Property costs are rising fast

Insurance is one area that has been astronomical and while it is not unique to property (think memorabilia, rare cars and art), the costs and necessity for insurance are particularly pertinent for property ownership and investment.

Another rapidly rising property cost – this one unique to the sector – is the cost of state government taxes such as stamp duty and land tax.

While it is true that property enjoys unique advantages in relation to Federal taxes such as capital gains and is also helpfully usually not included when assessing eligibility for payments such as the age pension, the state governments with their very narrow tax bases have been chiselling money out of property owners and investors with incredible enthusiasm.

A recent analysis by PropTrack and the highly regarded economic research e61 Institute found that in Melbourne property owners are being charged almost six times as much for stamp duty as the previous generation.

To buy a median priced home, that cost has risen by an amazing $42,500.

That means a full-time worker earning an average $85,000 yearly wage spends the equivalent of six months’ income on stamp duty when buying a typical Melbourne house worth $790,000.
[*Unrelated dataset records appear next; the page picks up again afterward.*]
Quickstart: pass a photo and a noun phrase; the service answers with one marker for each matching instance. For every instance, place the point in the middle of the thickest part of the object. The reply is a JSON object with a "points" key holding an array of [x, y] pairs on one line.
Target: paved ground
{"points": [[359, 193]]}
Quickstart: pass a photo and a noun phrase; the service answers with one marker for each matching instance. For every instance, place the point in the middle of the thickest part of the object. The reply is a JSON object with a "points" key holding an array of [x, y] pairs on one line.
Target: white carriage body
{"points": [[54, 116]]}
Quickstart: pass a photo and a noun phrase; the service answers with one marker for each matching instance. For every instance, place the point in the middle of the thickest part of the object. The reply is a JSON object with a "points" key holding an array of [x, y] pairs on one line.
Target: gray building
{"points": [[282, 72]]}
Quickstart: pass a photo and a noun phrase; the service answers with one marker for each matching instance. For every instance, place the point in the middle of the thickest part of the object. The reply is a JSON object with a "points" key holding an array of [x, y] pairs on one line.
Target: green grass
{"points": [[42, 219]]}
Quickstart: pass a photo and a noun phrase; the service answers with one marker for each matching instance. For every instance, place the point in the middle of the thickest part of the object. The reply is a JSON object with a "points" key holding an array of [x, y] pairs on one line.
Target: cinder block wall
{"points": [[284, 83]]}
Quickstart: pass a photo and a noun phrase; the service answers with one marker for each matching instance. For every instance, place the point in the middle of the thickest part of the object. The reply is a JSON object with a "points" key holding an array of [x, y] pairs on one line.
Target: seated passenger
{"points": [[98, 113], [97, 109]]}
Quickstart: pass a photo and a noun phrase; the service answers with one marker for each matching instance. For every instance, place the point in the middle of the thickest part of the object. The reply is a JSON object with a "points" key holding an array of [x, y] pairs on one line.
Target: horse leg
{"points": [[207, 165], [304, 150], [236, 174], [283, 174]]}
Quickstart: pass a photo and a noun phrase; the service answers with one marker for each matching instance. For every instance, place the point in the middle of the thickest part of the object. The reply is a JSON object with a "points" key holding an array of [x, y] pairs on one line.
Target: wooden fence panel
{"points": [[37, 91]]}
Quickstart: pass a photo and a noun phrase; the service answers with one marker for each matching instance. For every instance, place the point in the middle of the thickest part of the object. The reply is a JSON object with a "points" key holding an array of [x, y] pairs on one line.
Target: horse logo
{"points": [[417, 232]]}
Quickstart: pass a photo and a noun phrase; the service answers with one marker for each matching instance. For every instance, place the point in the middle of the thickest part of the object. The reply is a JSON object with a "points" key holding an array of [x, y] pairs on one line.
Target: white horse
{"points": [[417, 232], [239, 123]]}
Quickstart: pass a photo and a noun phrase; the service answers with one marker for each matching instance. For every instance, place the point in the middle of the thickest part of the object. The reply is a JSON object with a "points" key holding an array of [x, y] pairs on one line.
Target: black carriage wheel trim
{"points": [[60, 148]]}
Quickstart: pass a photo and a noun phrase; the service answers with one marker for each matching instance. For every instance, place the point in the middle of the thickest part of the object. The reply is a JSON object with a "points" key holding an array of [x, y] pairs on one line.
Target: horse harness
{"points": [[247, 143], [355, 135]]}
By contrast, in the 1980’s, a home buyer paying $65,000 for a house would fork over just one month’s worth of post-tax income for stamp duty of just $1300.

The stamp duty situation is better in some of the other states but all have seen stamp duty rise dramatically over time due to a lack of indexation of the stamp duty tax scales and inaction on any tax reform.
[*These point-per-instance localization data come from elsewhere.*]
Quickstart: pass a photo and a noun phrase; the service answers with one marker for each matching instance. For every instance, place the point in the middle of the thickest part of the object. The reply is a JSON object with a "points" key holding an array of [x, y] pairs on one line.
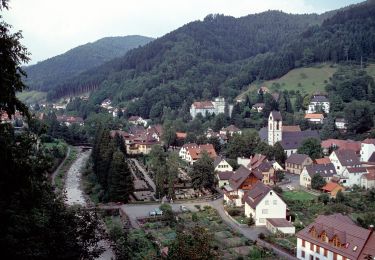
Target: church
{"points": [[290, 137]]}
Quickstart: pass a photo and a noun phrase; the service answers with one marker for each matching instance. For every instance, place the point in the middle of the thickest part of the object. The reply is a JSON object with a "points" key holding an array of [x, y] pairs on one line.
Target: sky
{"points": [[52, 27]]}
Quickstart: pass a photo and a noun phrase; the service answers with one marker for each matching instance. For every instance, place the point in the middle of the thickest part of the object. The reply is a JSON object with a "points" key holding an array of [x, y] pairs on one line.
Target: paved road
{"points": [[58, 168], [145, 174]]}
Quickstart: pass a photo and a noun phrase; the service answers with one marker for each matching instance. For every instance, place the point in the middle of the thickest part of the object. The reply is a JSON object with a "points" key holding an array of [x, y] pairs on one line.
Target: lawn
{"points": [[298, 195], [306, 80], [30, 97]]}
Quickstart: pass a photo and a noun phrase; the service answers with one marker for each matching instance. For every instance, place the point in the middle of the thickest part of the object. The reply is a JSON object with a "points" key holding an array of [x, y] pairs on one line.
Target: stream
{"points": [[76, 196]]}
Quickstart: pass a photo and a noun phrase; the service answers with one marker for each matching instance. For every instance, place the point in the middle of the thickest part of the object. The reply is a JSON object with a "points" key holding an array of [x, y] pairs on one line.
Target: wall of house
{"points": [[311, 250], [270, 207], [366, 151]]}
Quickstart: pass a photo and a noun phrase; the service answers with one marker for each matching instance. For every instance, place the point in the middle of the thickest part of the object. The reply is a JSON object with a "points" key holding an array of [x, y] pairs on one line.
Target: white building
{"points": [[367, 149], [262, 203], [352, 176], [221, 165], [343, 159], [327, 171], [275, 126], [341, 123], [318, 104], [334, 237], [209, 107]]}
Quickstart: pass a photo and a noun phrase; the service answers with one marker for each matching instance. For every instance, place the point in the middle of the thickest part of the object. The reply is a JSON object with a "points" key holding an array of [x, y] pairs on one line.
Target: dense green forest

Investors being hit with massive land tax bills

The situation is even worse for property investors, who are now being hit with really rapid rises in land tax, again, particularly in Victoria which has greatly broadened land tax.

Indeed, the land and stamp duty tax situation is so bad in Victoria that surely one of the greatest of property enthusiasts, Cate Bakos who is the former Real Estate Buyer’s Agents of Australia president and owns 11 properties in Victoria, recently rated the state’s investment policies as 3 out of 10 and called Victoria “unfriendly for investors”.
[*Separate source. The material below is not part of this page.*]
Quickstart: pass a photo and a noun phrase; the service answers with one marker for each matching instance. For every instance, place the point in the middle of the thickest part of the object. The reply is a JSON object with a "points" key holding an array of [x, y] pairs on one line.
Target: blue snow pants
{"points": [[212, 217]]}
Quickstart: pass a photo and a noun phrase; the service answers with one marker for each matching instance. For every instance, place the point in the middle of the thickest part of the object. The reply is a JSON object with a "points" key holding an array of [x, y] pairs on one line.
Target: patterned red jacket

She said if policies like the “temporary” ten-year land tax increase were not changed, “I think property investors will turn to other asset classes and it’s understandable.’’

I couldn’t agree more and the evidence of property investors increasingly selling out is fairly obvious, to the extent that this could be one of those situations in which the state government might have shot itself in the foot by failing to consider the overall impact of its tax increases on the sector.

Perhaps they just don’t care, figuring that the selldown of investment properties will increase the potential for owner occupiers and yield even more stamp duty.

Property values so high yields are sharply negative

As for my second point about property being a lumpy, large and inflexible investment, this is actually a consequence of two things – the success of property over time which has pumped up prices to such a high level in real and nominal terms plus one of the defining characteristics of property being that you can’t sell half of your investment if you need to, except for unusual cases such as subdivision.

This has led to the somewhat bizarre situation of gross property yields being well below interest rates – substantially below once you fact0r in the costs.

That means that most property investors with loans are actually losing money over the long term, with the only advantages of that situation being the tax advantages of negative gearing along the way and the lower capital gains tax that will apply on what will hopefully be a sizeable capital gain as the only way to actually make money.

Long wait for the property pay day

Using historical gains and also factoring in strong immigration, those capital gains are probably still likely to happen.

However, it is a long time to wait paying large and increasing holding costs in one non-diversified asset that is a sitting duck for state governments which literally know where you live to keep applying ever higher taxes.

When even property enthusiasts are straining under the weight of increasing state taxes, it could be that even the generous federal tax holidays that property enjoys might not be enough to overcome the disadvantages.